Crítica | Crianças ao Vento (1937)
NOVE A NOVE A NOVE
em busca do gesto, hiroshi shimizu encontra o tempo
Mais ou menos três anos atrás (ou três anos antes de escrever este texto), tive que cuidar dos meus dois irmãos (então com 8 e 10 anos) por alguns dias por conta de um problema grave com meu pai. O mais velho, mais maduro, estava visivelmente preocupado. O mais novo, mais rebelde, também sentia, mas até hoje prefere brincar e deixar as preocupações pros outros.
Em meio a Covid, jogamos bola todos os dias no quintal, destruindo as plantas da minha mãe (que não é mãe deles) e, por qualquer motivo, no meio de um dos jogos milagrosamente me curei de uma urticária que já durava seis meses.
Assistindo a Crianças ao Vento, obra prima de Hiroshi Shimizu, vi, por uma janela, aqueles dias de novo. As brigas e discussões por coisas pequenas, as brincadeiras inventadas em meio ao nada, a preocupação que os unia. Vi, na brincadeira de luta que os protagonistas fazem com o pai, os jogos dois contra um que jogava com meus irmãos, onde usava as vantagens do tamanho enquanto tramavam planos pra ganhar nem que fosse (roubando) uma única vez.
David Bordwell - http://www.davidbordwell.net/blog/2009/05/13/pierced-by-poetry/
David Bordwell sistematizou, com imagens, o uso de espaços e da montagem de Shimizu, um diretor que se preocupa pouco com contraplanos, e que coloca o olhar do filme como seu próprio: um olhar empático e sensível aos pequenos momentos, a simplicidade da vida. Seus filmes são, não importando o clichê, janelas para tempos específicos, para interações que acontecem em recortes determinados - sejam eles espaciais (um orfanato, uma escola, um spa, um porto, um ônibus) ou temporais. E são nestes últimos que Shimizu, ao meu ver, fez seus dois melhores filmes.
Crianças da Colmeia (1948) e Crianças ao Vento, ambos filmes sobre deambulações, que com certeza também dependem de um senso importante de lugar (no primeiro, os escombros, no segundo, a cidade), mas que testemunham o crescimento de seus protagonistas enquanto estes exploram o mundo (tanto espacialmente, como em suas organizações, instituições, rituais). Em Crianças da Colmeia essa descoberta não tem um fim determinado, enquanto em Crianças ao Vento a busca pela estrela cadente resulta onde o filme começa - mais sobre isso, no final.
Em ambos exploramos o espaço por preenchimento - não pelo olhar das crianças, mas pela presença delas em cômodos e campos abertos. Não vemos pelo que espiam ou miram, mas vemos onde estão, vemos como interagem com o mundo ao redor, como se novos espaços fossem validados e assimilados na mise-en-scène conforme as crianças neles entrassem.
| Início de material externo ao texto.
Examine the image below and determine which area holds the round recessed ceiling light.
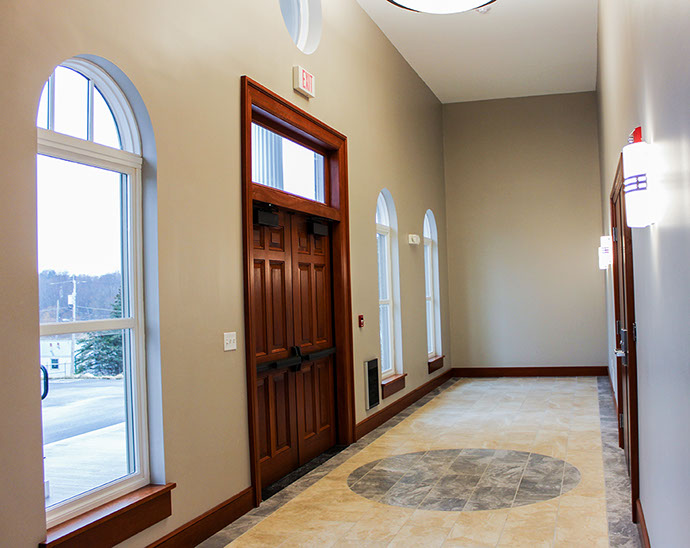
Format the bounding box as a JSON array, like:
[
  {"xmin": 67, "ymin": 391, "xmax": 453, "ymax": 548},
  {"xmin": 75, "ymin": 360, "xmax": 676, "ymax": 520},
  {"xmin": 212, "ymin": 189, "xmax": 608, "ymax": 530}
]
[{"xmin": 388, "ymin": 0, "xmax": 496, "ymax": 14}]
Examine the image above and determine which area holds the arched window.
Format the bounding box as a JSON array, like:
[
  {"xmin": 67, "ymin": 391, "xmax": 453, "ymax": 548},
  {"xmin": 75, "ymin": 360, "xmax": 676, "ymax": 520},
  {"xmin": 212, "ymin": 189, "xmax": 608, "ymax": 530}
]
[
  {"xmin": 376, "ymin": 189, "xmax": 402, "ymax": 378},
  {"xmin": 37, "ymin": 59, "xmax": 149, "ymax": 527},
  {"xmin": 424, "ymin": 209, "xmax": 441, "ymax": 358}
]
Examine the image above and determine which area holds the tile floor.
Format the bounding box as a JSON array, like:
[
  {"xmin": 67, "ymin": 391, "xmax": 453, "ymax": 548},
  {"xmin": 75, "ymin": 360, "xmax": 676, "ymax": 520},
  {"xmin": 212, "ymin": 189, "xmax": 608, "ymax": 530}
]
[{"xmin": 201, "ymin": 377, "xmax": 639, "ymax": 548}]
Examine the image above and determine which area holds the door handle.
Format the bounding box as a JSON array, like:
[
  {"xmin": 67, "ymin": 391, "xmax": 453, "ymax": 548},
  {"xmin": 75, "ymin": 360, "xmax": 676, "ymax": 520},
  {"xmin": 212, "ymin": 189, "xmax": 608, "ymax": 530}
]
[
  {"xmin": 41, "ymin": 365, "xmax": 48, "ymax": 401},
  {"xmin": 304, "ymin": 346, "xmax": 336, "ymax": 362}
]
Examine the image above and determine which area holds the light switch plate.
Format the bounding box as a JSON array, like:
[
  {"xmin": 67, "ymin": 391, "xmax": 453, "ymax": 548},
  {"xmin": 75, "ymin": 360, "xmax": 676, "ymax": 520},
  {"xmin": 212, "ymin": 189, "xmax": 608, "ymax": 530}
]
[{"xmin": 223, "ymin": 331, "xmax": 237, "ymax": 352}]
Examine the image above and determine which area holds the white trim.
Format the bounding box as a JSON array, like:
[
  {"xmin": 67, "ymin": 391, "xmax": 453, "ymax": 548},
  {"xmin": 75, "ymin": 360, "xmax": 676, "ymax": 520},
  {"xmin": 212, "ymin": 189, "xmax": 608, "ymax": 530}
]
[
  {"xmin": 37, "ymin": 59, "xmax": 150, "ymax": 527},
  {"xmin": 376, "ymin": 224, "xmax": 396, "ymax": 379},
  {"xmin": 36, "ymin": 128, "xmax": 143, "ymax": 171},
  {"xmin": 40, "ymin": 318, "xmax": 137, "ymax": 337},
  {"xmin": 423, "ymin": 209, "xmax": 443, "ymax": 359},
  {"xmin": 62, "ymin": 58, "xmax": 141, "ymax": 156},
  {"xmin": 424, "ymin": 238, "xmax": 437, "ymax": 358}
]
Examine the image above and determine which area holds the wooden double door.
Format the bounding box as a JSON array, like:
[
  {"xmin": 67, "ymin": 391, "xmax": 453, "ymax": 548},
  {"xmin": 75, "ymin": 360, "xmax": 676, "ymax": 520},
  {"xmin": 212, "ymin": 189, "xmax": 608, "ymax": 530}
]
[
  {"xmin": 251, "ymin": 208, "xmax": 336, "ymax": 487},
  {"xmin": 611, "ymin": 159, "xmax": 639, "ymax": 521}
]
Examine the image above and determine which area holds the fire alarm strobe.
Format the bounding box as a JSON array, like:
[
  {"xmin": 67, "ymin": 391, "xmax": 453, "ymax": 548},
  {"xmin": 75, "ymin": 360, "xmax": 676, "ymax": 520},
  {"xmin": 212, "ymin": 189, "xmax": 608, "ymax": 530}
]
[{"xmin": 292, "ymin": 66, "xmax": 316, "ymax": 98}]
Shimizu não é como Mizoguchi, que escava a profundidade de campo, ou como Ozu, que estabelecia o espaço virtual do filme pela frontalidade - nesse caso, o senso de liberdade com que seus atores se movem talvez se relacione com Kurosawa, mas claro que buscando uma relação mais espiritual e espirituosa com a cena e com o mundo.
Apreciado e reverenciado por todos estes - e por todos que conhecem o seu Cinema -, Shimizu transcende quando as ações, quando os gestos encontram solenidade no singelo. Se em Mizoguchi está na modulação que nos afunda no mundano, em Ozu está nas pequenas mudanças do cotidiano, em Kurosawa está na conciliação entre o movimento inexorável e as virtudes de sua exaustão, o transcendental em Shimizu está na especificidade de algo que, depois de tanto explorarmos e descobrirmos, agora não mais é como antes.
Daí, quando na simplicidade daquele enquadramento dos dois filhos brincando com o pai que retorna, o mais novo, mais rebelde, mais cheio de vida, limpa uma lágrima, a certeza é que estamos assistindo ao filme de um diretor que aprendeu a olhar - e a nos fazer olhar.
Hoje, eu e meus irmãos jogamos de novo - dessa vez, um contra um -, não mais no quintal (ficou pequeno), mas na garagem, onde minha pastora de catorze anos “mora” e que nos emprestou enquanto foi fazer outro exame. Mas ela voltou e tivemos de deixar o final do jogo pra depois. O placar era nove. A nove. A nove.